Former US Treasury Secretary Larry Summers called China’s 2015 creation of the Asian Infrastructure Investment Bank, “The moment the United States lost its role as the underwriter of the global economic system. I can think of no event since Bretton Woods comparable to the combination of China’s effort to establish a major new institution–and the failure of the US to persuade dozens of its traditional allies, starting with Britain–to stay out of it”.
The AIIB’s one hundred member countries have eighty percent of the world’s population and two-thirds of its GDP. By mobilizing their savings, the new bank accesses a trillion dollars every year for long term, low interest loans to regional infrastructure, poverty reduction, growth, and climate change mitigation.
In 2020, as part of a plan for more efficient administration, the People’s Bank of China issued Digital Yuan, the world’s first digital currency backed by a central bank. Unlike privately issued mobile payments and credit cards, the Digital Yuan is a State liability, like banknotes and, since a billion Chinese already use mobile payments, the transition to digital currency should be seamless.
Harvard’s Aditi Kumar says, “Nations seeking to leapfrog development of digital currency and payments systems will likely seek out Chinese financial technology, and Chinese firms, at the forefront of digital payment technology, will capture the economic gains of a rapidly digitizing global economy. China’s central bank will have a panopticon view of all transactions in all digital currencies that leverage its technology, further strengthening its information advantage”.
Author Bruno Maçaes envisions the impact of these programs thirty years hence:
The year is 2049, one hundred years after the founding of the People’s Republic of China. The Belt and Road Initiative is complete... Some of the infrastructure projects are truly stunning and stand as the highest example of what human ingenuity can achieve in its drive to master natural forces. A bridge crossing the Caspian Sea—125 miles from Azerbaijan to Turkmenistan—has made road transport between Europe and China fast and easy, changing old mental maps that separated continents. The Kra Isthmus Canal in Thailand has done the same for the Indian and Pacific oceans. No longer do we think of them as two separate oceans. In Africa a high-speed railway connects the two coasts, traversing Djibouti, Ethiopia, South Sudan, the Central African Republic, and Cameroon in under twenty hours.
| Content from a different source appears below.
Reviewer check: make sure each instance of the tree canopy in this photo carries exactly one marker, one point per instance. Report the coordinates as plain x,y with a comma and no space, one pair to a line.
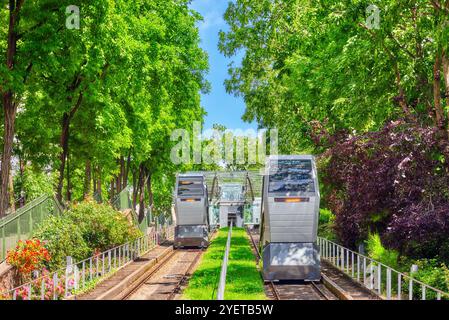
97,104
Trade between Africa, Asia, and South America increasingly uses this route.
Historian David Graeber adds, “There’s every reason to believe that, from China’s point of view, this is the first stage of a very long process of reducing the United States to something like a traditional Chinese client state”.
SDRs go back to 1969 and certainly they played a much bigger role in Finance back in the 1980s than today. There is a lot of confusion and throwing about the world de-dollarisation.
But start with the meaning of money - Economists say:
First: Money is a store of value.
Second: Money is a unit of account.
Third: Money is a medium of exchange.
With modern computers and networks it is easy to replace Money as a unit of account or a medium of exchange. Trivially easy.
The challenge is Money as a store of value. And so Money markets, not FX markets or accounting.
Specifically if you have $10 or 20bn worth which you want to place in liquid places in lots of at least $1bn a hit and which you can withdraw all within a week, where do you go? There is only one place, the US dollar money markets, and replacing that will not be easy. More likely it will collapse due to credit issues long before an alternative emerges.
More accurately we should be talking about the Money market - demand and supply for Bank deposits and short dated (<3m, including <2w) securities. Where those deposits are seen to be of high credit quality. So that largely means US government, US states and US corporates plus a smaller amount from Europe.
Until China (or Russia) is operating massive twin government and trade deficits it is hard to see where those potential borrowers are coming from.
De-dollarisation of $ as a store of money is the hardest challenge.
I like the comments of Larry Summers, it chimes with my own view that we are not seeing US resisting the future challenge of China for hegemony. We are seeing the angry reaction of a defeated empire 6 or 7 years afterwards.